Über KS2000 ist sie problemlos anzusprechen und kann auch konfiguriert werden,
hänge ich den Ausgang an die nachfolgende 2751 geht alles problemlos, beide Klemmen sind ident konfiguriert.
Dort leuchten auch links oben und links unten die grünen LEDs.

Was kennt das? Was könnte defekt sein? Triac?


----------



## Oberchefe (16 Mai 2021)

die LED links unten hat die Funktion "LED Net". Das hat sicherlich nichts mit dem Triac zu tun. Ich würde die beiden einfach mal miteinander tauschen um festzustellen, ob es an der Klemme liegt.


----------



## xfred343 (17 Mai 2021)

Hab ich schon probiert, hab den Pol von der 1. Klemme auf die 2. Klemme umgehängt, beide grüne LEDs leuchten und es lässt sich alles dimmen, nur auf der 1. Klemme leuchtet "LED Net" nicht, sie bleibt aber über KS2000 erreichbar, tut aber nichts. 

Hat vielleicht jemand einen Schaltplan oder Symbolbild?


----------



## Oberchefe (17 Mai 2021)

> hab den Pol von der 1. Klemme auf die 2. Klemme umgehäng



Du sollst nicht einzelne Drähte umklemmen sondern die beiden Klemmen komplett miteinander tauschen.


----------



## xfred343 (17 Mai 2021)

ach so, hmm-  nur das ist aufwändig, da hängen an die 30 Controller drauf... bevor ich das mache, was könnte ich damit rausfinden? was vermutest du? thx


----------



## Oberchefe (17 Mai 2021)

> ach so, hmm-  nur das ist aufwändig, da hängen an die 30 Controller drauf..

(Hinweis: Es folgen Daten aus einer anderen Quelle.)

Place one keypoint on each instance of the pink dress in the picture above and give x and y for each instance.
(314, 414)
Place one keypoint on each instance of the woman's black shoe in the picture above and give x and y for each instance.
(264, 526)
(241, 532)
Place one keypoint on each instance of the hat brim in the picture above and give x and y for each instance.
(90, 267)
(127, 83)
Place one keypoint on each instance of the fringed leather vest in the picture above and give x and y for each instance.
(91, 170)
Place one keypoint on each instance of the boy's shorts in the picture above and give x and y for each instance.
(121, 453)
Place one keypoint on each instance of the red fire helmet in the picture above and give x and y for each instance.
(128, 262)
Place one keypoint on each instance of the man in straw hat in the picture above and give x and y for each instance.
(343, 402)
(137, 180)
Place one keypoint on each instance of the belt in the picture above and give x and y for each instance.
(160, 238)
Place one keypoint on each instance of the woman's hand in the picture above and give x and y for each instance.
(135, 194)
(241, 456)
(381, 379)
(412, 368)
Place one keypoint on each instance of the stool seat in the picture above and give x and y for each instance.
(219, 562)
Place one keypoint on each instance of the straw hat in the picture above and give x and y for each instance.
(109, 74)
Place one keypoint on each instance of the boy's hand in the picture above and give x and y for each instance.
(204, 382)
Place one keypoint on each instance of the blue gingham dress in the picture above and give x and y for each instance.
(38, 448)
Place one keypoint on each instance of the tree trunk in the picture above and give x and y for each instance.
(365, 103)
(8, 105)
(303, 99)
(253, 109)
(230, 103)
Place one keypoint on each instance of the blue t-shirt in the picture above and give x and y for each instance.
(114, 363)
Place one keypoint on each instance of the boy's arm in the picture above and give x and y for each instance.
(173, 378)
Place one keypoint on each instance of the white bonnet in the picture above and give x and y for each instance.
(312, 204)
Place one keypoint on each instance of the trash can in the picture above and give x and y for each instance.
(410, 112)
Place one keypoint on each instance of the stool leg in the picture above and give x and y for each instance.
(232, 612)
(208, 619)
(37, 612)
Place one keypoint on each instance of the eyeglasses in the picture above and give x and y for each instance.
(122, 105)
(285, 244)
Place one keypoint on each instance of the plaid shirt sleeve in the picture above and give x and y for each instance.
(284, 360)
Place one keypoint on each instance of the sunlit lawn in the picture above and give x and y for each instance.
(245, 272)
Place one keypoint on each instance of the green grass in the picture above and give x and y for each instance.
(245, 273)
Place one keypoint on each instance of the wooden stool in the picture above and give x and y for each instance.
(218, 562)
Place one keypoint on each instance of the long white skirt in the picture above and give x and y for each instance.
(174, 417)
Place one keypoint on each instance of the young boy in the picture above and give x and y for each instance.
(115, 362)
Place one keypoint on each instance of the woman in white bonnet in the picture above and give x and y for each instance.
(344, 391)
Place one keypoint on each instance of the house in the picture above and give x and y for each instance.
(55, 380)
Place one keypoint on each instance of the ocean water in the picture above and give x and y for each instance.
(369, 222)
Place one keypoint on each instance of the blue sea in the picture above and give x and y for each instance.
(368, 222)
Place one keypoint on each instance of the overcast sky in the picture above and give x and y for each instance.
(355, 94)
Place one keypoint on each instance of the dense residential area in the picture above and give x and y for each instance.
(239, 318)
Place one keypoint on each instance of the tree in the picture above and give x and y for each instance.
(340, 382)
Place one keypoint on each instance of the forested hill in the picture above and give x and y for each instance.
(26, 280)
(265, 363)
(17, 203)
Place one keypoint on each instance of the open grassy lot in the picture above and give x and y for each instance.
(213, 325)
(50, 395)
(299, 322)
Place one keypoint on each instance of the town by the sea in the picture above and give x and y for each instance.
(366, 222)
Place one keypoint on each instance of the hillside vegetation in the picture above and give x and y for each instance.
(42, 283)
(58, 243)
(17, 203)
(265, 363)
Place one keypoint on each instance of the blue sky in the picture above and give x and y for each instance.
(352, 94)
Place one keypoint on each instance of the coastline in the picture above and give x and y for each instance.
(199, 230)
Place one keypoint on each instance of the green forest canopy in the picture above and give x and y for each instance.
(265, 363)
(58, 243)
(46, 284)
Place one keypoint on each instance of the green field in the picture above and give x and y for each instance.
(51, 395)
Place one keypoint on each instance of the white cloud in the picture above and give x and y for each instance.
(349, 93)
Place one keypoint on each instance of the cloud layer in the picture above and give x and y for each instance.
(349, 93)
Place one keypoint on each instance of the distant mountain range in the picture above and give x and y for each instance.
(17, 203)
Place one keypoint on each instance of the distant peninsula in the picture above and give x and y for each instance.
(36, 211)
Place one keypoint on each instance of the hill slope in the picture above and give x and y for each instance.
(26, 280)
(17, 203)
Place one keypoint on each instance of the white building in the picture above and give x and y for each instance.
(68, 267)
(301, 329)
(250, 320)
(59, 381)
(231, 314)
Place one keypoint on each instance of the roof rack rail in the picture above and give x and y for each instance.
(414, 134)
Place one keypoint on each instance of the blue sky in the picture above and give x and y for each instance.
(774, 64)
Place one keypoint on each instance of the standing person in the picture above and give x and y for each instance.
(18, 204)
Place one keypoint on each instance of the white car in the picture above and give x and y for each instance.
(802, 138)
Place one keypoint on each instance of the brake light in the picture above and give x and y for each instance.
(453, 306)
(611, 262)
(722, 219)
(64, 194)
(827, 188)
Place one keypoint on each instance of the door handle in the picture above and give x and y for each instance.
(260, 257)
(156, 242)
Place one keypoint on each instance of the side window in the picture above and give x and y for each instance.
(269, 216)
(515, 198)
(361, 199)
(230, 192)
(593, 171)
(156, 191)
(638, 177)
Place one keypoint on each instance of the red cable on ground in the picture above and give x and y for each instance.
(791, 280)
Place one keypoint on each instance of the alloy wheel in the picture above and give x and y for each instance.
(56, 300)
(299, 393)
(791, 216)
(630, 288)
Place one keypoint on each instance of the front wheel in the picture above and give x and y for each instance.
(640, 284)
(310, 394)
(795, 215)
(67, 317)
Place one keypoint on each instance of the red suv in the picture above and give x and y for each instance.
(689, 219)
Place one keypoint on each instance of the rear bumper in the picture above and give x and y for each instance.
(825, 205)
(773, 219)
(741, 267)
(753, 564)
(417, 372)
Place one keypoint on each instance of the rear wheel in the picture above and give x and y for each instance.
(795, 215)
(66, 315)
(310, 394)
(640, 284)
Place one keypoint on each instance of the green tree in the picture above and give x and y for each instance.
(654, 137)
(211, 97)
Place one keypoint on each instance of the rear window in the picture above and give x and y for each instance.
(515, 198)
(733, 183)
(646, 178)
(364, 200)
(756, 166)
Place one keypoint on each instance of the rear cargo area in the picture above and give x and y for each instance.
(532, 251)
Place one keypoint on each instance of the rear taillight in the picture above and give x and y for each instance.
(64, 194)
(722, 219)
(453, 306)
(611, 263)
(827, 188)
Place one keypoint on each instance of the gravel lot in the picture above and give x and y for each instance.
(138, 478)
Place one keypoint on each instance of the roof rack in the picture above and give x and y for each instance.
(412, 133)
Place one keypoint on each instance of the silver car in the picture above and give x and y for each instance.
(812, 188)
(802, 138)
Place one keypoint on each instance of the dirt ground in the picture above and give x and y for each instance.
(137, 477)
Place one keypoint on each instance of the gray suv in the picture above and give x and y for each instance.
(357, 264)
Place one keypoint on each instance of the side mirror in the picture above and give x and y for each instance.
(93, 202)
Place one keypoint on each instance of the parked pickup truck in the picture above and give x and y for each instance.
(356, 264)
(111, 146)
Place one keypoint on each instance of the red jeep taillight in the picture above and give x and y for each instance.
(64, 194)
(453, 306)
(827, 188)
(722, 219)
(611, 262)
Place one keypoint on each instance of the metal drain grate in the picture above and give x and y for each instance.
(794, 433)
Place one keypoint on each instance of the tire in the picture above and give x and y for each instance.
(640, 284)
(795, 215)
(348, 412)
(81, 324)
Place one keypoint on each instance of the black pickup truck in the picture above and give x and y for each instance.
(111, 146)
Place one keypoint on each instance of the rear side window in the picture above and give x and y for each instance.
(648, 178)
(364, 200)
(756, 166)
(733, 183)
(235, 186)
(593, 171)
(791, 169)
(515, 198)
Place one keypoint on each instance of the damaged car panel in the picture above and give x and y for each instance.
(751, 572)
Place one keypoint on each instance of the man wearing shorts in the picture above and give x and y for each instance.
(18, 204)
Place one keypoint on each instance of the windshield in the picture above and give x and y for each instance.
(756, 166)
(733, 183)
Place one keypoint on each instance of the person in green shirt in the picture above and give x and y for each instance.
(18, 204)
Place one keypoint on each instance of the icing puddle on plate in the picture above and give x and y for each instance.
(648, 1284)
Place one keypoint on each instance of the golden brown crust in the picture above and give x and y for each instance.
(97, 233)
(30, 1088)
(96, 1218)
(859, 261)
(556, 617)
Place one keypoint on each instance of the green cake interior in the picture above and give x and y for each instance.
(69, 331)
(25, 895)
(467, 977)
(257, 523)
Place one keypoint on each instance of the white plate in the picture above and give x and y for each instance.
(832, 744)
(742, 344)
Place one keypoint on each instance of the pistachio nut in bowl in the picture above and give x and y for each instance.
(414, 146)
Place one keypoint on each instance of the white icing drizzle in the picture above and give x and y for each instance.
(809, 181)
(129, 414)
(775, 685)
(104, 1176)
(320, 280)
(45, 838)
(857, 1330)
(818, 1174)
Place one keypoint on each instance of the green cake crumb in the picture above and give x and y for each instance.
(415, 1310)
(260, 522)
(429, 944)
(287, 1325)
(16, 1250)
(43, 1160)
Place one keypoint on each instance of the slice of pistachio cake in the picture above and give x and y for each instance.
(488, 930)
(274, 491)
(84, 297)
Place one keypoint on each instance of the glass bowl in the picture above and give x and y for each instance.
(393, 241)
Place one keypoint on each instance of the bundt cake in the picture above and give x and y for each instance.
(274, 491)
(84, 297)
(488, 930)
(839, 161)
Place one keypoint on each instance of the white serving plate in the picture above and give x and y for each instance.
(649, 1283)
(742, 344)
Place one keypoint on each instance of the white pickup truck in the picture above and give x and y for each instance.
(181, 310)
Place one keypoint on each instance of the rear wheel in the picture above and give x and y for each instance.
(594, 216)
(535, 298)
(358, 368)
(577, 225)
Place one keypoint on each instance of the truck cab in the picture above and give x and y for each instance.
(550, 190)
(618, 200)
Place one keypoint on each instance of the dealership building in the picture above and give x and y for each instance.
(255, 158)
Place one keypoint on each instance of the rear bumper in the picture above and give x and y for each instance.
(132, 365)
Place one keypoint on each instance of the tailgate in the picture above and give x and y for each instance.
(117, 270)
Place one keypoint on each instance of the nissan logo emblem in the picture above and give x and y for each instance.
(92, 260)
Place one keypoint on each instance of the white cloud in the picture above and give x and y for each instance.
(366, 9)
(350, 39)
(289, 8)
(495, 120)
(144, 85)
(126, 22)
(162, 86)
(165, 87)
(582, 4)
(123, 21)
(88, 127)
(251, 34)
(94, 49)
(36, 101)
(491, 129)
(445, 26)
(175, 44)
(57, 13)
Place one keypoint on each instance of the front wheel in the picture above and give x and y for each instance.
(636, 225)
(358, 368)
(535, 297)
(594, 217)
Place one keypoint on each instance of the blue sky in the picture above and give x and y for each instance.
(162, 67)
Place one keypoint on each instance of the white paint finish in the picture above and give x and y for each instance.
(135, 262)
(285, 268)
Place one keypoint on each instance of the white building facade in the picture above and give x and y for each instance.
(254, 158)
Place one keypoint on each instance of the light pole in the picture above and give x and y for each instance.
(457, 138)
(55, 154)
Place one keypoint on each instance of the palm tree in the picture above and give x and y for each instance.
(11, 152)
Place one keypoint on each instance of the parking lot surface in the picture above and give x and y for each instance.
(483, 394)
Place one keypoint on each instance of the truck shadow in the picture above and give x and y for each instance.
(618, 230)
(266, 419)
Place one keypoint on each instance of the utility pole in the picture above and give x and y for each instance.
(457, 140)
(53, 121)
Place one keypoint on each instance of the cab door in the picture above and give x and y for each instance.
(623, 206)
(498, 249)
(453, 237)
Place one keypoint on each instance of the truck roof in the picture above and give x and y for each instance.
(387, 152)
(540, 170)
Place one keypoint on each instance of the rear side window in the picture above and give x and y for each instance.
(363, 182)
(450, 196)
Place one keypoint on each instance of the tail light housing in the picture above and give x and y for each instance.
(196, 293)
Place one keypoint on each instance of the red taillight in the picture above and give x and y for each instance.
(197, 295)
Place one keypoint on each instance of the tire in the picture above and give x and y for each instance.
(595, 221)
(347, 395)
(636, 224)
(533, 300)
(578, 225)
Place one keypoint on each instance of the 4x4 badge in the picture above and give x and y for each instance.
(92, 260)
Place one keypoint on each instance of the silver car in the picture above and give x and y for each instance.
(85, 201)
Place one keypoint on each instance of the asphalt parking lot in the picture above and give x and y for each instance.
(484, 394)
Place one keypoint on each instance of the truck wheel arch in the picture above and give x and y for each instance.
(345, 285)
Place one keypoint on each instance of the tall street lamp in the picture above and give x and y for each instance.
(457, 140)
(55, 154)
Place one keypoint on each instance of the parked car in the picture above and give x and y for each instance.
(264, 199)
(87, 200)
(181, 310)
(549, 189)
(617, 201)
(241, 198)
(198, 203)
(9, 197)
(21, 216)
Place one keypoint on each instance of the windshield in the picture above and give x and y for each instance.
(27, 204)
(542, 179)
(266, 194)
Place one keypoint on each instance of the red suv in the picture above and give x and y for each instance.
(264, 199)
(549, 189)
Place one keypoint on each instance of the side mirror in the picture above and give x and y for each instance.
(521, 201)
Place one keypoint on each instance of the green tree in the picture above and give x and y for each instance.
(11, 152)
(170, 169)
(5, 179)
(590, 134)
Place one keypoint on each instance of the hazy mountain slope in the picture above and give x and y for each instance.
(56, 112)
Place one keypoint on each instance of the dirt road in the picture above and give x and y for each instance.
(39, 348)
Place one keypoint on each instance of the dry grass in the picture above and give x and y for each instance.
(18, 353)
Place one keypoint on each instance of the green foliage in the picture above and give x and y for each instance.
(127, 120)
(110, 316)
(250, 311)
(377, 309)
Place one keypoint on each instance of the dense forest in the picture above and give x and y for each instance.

Häää? Jede der beiden Klemmen hat jeweils maximal 8 angeschlossene Drähte. Diese abklemmen, die beiden Klemmen ziehen und miteinander tauschen, dann die maximal 16 Drähte wieder anklemmen. Wo ist das Problem?


----------



## asci25 (18 Mai 2021)

Oberchefe schrieb:


> Wo ist das Problem?



Vielleicht sollten wir mal aufklären, dass man die Klemmen einzeln rausziehen kann. Spannung aus und dann mal an dem orangen Teil in der Mitte der Klemme kräftig ziehen. Keine Angst, das reisst nicht ab.


----------